Gentlemen Without Weapons
Could you make music using only samples from natural sources? Paul Tingen talks to a band who've done just that in an attempt to draw attention to our environment.
Want to sing about today's environmental problems? Why not use sounds sampled from nature instead of conventional instruments? Gentlemen Without Weapons did just that.
"The other idea we had was to have a record with lyrics that weren't normal pop lyrics, but instead would cover issues that we felt needed attention."
Exactly what those issues were at the time is unclear, but working with natural sounds guided the musicians in the direction of environmental awareness.
Coppersmith-Heaven: "The more we were using 'planet' sounds, the more we started reading environmental information. Looking for sounds, we also got in touch with a whole new bunch of people like wildlife film-makers and natural sound recordists.

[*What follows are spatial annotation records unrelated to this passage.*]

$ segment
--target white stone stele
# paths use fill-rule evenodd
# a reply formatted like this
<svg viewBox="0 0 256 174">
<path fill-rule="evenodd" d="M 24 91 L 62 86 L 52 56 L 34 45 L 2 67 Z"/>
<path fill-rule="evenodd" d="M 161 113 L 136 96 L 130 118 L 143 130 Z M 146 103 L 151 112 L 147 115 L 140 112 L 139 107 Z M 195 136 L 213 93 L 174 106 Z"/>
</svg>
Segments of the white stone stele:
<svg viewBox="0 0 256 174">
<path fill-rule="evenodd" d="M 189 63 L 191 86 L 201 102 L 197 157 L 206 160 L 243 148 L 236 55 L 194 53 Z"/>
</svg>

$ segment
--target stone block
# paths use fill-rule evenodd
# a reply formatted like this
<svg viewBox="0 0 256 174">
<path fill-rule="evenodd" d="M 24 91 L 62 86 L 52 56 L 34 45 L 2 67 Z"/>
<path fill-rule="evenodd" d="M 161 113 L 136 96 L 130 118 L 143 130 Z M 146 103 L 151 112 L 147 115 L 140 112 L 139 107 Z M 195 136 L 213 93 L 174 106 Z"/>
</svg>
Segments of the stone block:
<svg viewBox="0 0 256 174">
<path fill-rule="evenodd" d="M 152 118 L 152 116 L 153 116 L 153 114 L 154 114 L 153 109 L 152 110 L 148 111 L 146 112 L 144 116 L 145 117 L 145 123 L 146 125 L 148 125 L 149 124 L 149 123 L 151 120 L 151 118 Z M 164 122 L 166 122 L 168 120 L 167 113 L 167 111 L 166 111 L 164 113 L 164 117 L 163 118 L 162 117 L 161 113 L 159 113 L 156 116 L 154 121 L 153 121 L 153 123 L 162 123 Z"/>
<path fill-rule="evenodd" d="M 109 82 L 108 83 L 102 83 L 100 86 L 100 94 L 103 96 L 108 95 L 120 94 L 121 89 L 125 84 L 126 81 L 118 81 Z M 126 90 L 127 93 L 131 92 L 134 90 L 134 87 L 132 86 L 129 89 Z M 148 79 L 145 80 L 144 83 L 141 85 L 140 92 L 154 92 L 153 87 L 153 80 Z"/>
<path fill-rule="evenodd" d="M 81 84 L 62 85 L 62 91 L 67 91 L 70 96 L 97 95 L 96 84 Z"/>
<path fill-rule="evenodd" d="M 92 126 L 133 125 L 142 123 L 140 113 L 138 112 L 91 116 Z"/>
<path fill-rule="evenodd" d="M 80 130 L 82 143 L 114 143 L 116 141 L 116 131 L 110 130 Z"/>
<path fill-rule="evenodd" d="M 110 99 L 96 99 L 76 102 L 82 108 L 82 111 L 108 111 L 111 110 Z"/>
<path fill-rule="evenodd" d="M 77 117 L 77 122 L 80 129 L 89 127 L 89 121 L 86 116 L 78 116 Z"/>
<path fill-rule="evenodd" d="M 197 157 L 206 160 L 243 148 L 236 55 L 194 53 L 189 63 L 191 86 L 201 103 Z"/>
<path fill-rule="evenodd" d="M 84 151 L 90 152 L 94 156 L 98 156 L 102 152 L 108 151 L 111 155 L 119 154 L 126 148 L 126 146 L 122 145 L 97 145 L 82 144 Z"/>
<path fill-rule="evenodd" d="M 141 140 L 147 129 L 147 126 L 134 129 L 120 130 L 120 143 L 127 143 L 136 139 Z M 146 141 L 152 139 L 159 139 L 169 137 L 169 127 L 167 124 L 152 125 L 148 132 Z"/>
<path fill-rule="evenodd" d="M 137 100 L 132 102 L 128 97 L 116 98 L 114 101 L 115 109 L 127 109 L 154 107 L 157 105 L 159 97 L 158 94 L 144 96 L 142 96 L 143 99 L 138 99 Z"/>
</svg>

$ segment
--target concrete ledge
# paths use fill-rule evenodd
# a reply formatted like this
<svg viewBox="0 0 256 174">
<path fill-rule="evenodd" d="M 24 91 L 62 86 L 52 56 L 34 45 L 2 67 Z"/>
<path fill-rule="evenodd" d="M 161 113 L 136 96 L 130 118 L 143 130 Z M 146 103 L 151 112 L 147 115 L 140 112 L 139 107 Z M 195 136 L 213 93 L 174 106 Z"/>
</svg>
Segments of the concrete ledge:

All these things influenced the album."
(A species becomes extinct every nine hours)
The lyrics on Transmissions cover mainly environmental issues, although there is a heavy presence of new age spiritual ideas explaining the roles of the chakras (Buddha's monkey), the relativity of time and making reference to extraterrestrials. Not your average pop lyric, more something Shirley Maclaine might feel happy listening to. Though I sympathise thoroughly with the contents of the lyrics as well as with the environmental concerns of the band, some of the lines are pretentious to the point of being embarrassing. Are Gentlemen Without Weapons in danger of forcing their philosophies down people's throats?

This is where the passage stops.